Friesen calls this coincidence the “exquisite randomness” through which, at a given moment, something can pierce through an individual heart. And it is not only music on the radio or great art that produces this, but also he most commonplace and ordinary incidents: a glimpse of deep blue morning glories on a white trellis; a small child trustfully taking hold of your hand; someone giving you a compliment at the exact moment when you need it most. An “exquisite randomness” where a message seems to appear out of nowhere and seems to be there especially for you. We don’t simply prepare for Christmas during Advent; we observe Advent by being awake to God’s presence and blessings our lives each and every day.
Perhaps no other symbol embodies the bittersweet nature of Advent—the call to be prepared for the end and to be awake to the blessings along the way—than the Christmas wreath, if we pay attention and maybe even do a little research. It’s a good day to talk about wreaths, since our Advent wreath will be here each Sunday until Christmas, growing progressively brighter.
A wreath is basically branches or stems twisted into a circle.
The Greeks awarded laurel wreaths to victorious Olympic athletes.
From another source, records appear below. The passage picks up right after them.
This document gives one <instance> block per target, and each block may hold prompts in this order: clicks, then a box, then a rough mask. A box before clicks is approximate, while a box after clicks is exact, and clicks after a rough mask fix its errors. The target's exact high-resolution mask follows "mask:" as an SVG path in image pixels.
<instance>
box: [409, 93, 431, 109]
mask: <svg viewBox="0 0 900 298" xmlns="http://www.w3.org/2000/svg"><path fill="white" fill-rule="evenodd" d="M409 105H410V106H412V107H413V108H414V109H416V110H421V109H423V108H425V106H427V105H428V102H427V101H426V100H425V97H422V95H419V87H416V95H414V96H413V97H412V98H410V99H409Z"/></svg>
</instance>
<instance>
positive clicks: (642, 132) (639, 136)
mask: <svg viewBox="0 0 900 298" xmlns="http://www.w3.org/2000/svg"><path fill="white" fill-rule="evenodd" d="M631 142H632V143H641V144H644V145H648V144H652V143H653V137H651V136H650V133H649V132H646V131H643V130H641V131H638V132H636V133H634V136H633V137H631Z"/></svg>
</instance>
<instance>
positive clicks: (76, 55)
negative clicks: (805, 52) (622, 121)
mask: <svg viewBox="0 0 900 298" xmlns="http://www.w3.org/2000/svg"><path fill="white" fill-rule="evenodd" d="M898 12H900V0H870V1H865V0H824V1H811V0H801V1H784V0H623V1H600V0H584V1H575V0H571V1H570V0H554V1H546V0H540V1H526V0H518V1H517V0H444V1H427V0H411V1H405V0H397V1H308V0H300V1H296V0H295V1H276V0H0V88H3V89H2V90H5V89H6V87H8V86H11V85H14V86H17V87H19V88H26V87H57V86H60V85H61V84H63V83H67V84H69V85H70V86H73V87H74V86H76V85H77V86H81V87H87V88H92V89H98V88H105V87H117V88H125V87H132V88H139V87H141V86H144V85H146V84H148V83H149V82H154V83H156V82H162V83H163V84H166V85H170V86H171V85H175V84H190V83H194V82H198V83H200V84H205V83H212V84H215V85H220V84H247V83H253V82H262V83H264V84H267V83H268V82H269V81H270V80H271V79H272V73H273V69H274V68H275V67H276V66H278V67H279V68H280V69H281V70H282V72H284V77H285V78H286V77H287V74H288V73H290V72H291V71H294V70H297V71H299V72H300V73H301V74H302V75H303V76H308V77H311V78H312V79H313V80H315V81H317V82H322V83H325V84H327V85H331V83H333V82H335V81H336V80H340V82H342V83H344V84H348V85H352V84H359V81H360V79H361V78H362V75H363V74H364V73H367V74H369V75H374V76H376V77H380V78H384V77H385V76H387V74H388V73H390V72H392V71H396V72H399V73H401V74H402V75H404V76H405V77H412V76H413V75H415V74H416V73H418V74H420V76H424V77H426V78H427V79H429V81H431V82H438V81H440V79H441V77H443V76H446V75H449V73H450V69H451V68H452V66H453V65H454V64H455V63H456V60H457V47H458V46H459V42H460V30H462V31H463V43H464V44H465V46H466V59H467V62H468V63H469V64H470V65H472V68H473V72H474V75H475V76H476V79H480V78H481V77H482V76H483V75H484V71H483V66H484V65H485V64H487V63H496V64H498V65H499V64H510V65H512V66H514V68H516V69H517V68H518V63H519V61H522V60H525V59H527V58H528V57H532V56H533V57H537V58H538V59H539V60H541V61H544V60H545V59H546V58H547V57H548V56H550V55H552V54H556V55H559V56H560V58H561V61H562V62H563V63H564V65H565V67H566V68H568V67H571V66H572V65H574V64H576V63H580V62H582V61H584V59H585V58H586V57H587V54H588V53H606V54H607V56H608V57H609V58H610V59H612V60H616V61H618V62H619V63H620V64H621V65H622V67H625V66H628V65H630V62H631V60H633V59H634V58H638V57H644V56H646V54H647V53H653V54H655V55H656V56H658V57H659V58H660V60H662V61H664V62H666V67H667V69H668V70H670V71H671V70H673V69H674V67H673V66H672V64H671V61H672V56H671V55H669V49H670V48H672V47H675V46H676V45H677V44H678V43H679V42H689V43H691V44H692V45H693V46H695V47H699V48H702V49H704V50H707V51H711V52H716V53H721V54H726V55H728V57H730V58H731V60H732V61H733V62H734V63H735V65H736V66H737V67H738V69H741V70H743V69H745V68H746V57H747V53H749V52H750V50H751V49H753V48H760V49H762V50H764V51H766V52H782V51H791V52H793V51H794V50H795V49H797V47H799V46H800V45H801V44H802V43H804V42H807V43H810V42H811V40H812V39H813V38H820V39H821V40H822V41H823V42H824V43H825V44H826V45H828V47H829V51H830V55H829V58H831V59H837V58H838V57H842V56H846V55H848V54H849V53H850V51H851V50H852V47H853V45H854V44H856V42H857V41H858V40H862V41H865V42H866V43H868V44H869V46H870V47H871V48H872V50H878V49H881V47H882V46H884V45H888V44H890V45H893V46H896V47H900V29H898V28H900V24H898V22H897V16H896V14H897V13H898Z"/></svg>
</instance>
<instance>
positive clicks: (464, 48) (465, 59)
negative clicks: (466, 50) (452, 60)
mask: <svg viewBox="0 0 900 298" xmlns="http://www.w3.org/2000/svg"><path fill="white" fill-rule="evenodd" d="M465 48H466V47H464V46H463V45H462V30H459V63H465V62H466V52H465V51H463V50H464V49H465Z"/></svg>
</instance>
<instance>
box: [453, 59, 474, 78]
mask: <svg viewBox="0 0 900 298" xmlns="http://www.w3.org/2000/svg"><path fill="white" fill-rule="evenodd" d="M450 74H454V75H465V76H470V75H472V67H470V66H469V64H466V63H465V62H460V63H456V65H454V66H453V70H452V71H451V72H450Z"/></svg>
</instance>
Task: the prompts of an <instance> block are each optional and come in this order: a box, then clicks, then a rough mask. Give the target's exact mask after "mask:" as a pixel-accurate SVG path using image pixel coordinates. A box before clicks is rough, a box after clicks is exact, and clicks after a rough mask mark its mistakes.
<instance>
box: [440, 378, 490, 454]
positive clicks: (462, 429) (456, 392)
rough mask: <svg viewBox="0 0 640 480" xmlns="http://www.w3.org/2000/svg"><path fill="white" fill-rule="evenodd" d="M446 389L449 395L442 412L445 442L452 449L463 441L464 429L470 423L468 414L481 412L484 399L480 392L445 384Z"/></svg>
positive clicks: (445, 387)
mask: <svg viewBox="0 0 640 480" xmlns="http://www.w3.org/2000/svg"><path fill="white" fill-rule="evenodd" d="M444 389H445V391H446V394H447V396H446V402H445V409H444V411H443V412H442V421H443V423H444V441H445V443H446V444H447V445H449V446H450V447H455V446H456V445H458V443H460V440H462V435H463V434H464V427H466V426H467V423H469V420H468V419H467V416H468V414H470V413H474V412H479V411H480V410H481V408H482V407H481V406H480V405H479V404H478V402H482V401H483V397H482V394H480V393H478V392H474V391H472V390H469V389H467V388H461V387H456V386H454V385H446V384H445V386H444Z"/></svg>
The Romans placed wreaths on the heads of military heroes. Wreaths are associated with victory. I’m keeping a small wreath on my desk during Advent to remind me of the private victories I have won or been given this year.
Furthermore, the wreath is, of course, the predecessor of the crown, and Scripture often speaks of crowns, from the crown of life that is promised us in heaven to the crown of thorns the soldiers place on the head of Jesus to mock his kingship.
The evergreen wreath with the red bow on our front door can serve as a circular reminder that the end of one year is woven seamlessly into the beginning of another; the end of one life continues uninterrupted into the next one.
I want to close with one of my favorite movie scenes, one that seems to capture both themes of Advent: awareness of God’s abundant parade of blessings, coupled with the knowledge of the uncertainty of life.
Besides being a brilliant, if eccentric, World War II general, George Patton was a devoted student of Greek and Roman warfare. At the end of the movie about his life, simply entitled “Patton,” we hear actor George C. Scott – who plays Patton, say this:
“For over a thousand years Roman, conquerors returning from the wars enjoyed the honor of triumph, a tumultuous parade. In the procession, came trumpeteers, musicians, together with carts laden with treasure. In the triumphal chariot, a slave stood behind the victor, holding a golden crown, and whispering in his ear a warning: that all glory is fleeting.”